For years, I was the living embodiment of that classic Private Eye cartoon by (I think) Barry Fantoni: Two men. One says: ‘I’m writing a book’. The other replies: ‘Neither am I.’
The Book lived in my head as a fantastic possibility. I could do it any time, and it would be amazing. Any time. All I had to do was sit in front of a keyboard and the gilded prose would flow and flow and flow.
Well, I sat in front of a keyboard a lot, and words did flow. Unfortunately, they mainly flowed into Twitter, in the form of stupid gags, endless variations on the same Brexit diatribe and updates about my pets.
If there was a market for books about smart-arse pets who hate Brexit, I could’ve had at least three novels gathering dust at Waterstones by now.
Just over two weeks into a break from Twitter, though, and my Great Idea has already turned into 30,000 words of a projected 90,000-word novel. They’re good words, too, some of them, and my initial Great Idea has spawned dozens of other Reasonably Good Ideas which have joined hands and become an actual plot, about proper characters in a real place.
The big breakthrough was the realisation – which doesn’t seem to have dawned over years of reading it in numerous articles, blogs and books – that the first draft doesn’t have to be perfect. It just has to exist. Instead of toiling away at the same four or five hundred words, prodding and poking them in the hope they’ll suddenly start to sparkle, I’ve just been chucking words on the page. Piling them up until there are paragraphs of the things, turning into pages and then chapters.
That approach – built up over the structure of a detailed-but-flexible plan and lots of research – has paid dividends. The spontaneity has freed my brain to inject into the story ideas and characters which have grown from small asides into important parts of the work. It turns out that endless Neither Am I tinkering is no match for actually creating on the hoof.

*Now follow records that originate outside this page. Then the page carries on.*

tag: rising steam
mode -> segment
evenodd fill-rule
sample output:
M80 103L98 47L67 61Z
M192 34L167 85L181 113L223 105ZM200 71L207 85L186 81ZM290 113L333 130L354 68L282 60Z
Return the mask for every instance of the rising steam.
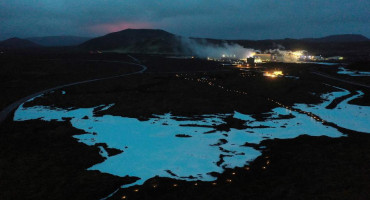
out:
M204 39L182 38L183 47L200 58L220 58L223 55L236 59L245 59L254 55L256 50L247 49L238 44L211 43Z

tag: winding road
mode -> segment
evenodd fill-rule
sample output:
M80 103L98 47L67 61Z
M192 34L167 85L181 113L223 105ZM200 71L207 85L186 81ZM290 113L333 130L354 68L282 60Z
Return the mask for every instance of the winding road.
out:
M107 60L84 60L84 61L87 61L87 62L97 62L97 61L99 61L99 62L107 62L107 63L121 63L121 64L136 65L136 66L140 66L141 70L136 71L136 72L126 73L126 74L120 74L120 75L114 75L114 76L109 76L109 77L102 77L102 78L78 81L78 82L74 82L74 83L68 83L68 84L65 84L65 85L56 86L56 87L53 87L53 88L49 88L49 89L46 89L46 90L43 90L43 91L40 91L40 92L36 92L34 94L31 94L31 95L28 95L28 96L26 96L22 99L19 99L16 102L10 104L10 105L8 105L7 107L5 107L0 112L0 125L20 105L22 105L23 103L27 102L28 100L30 100L32 98L35 98L35 97L40 96L42 94L45 94L47 92L51 92L51 91L54 91L54 90L58 90L58 89L61 89L61 88L70 87L70 86L74 86L74 85L80 85L80 84L84 84L84 83L91 83L91 82L103 81L103 80L107 80L107 79L120 78L120 77L129 76L129 75L133 75L133 74L140 74L140 73L143 73L144 71L146 71L148 69L145 65L142 65L141 62L138 59L136 59L135 57L130 56L130 55L128 55L128 57L133 59L136 63L125 62L125 61L107 61Z

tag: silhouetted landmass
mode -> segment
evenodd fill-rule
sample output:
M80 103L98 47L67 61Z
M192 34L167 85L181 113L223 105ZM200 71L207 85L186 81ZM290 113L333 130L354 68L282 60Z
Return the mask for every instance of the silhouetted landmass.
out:
M20 38L10 38L0 42L0 49L24 49L35 47L40 47L40 45Z
M120 53L180 52L179 36L155 29L126 29L89 40L80 47Z
M305 38L308 42L367 42L369 38L359 34L329 35L322 38Z
M88 37L77 36L47 36L47 37L32 37L27 40L42 46L76 46L90 40Z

I’m prepared for the shock when I finish the first draft and realise how much rubbish I’ve put down. It’s part of the deal. Second, third and fourth draft (and beyond) will probably deliver similar but hopefully diminishing shocks, until I eventually have something to show people. I’m already excited about that bit.

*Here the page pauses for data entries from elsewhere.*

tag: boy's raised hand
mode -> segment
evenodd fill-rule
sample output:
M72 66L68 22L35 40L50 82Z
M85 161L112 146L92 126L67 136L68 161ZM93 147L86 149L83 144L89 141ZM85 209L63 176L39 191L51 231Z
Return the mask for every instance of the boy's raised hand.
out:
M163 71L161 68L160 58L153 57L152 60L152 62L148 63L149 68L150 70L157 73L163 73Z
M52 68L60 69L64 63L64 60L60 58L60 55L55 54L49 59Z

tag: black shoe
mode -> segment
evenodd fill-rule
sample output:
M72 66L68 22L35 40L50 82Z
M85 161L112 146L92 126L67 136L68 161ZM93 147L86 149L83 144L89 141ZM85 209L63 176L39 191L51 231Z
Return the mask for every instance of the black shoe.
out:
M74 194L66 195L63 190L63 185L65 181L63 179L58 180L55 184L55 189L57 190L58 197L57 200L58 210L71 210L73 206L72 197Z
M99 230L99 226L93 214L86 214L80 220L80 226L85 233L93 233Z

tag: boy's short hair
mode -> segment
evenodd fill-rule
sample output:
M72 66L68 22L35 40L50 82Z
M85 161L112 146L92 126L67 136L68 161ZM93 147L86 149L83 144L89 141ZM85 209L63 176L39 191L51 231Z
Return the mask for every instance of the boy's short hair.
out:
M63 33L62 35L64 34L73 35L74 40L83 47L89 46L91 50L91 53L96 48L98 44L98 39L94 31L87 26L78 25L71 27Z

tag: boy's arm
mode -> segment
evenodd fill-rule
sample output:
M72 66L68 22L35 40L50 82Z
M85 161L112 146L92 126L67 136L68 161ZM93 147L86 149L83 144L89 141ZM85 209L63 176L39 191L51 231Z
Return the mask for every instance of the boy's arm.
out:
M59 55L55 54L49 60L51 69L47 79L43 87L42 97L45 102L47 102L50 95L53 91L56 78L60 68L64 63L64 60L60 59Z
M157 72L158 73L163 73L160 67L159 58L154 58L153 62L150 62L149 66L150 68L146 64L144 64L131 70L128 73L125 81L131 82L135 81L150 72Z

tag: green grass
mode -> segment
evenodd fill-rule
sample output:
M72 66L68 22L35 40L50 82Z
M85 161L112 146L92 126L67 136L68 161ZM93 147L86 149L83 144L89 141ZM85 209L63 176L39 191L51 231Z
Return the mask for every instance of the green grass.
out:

This isn’t my first attempt. There have been a few, none good. My previous effort dented my confidence and gave me the perfect excuse to give up on writing for a long time when it turned out that agents and publishers weren’t clamouring to get their mitts on a lumpy mess of under-revised Neil Gaiman pastiche. Who knew?
This time feels different. The Great Idea still feels great. The writing is rough, but it’s got energy and direction – and will hopefully develop some polish and better grammatical manners in the next few drafts. The characters are breathing and beginning to do things that surprise me.

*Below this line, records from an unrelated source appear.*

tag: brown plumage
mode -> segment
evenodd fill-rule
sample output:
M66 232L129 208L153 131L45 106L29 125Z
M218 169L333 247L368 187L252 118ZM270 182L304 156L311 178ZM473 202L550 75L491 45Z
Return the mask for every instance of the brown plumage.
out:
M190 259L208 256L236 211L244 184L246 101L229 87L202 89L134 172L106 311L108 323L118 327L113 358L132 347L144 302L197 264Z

Meanwhile, Twitter seems to be getting along just fine without regular interjections from me about the absolute fuckery of Boris Johnson and his pals and paymasters. Every day I feel less urge to reach for my phone each time an inane gag floats through my subconscious.
I think I’ll stay in the world of The Book for a bit longer. It’s a lot more fun than the real world right now and, despite the bizarre things going on in my imaginary world, a good deal safer.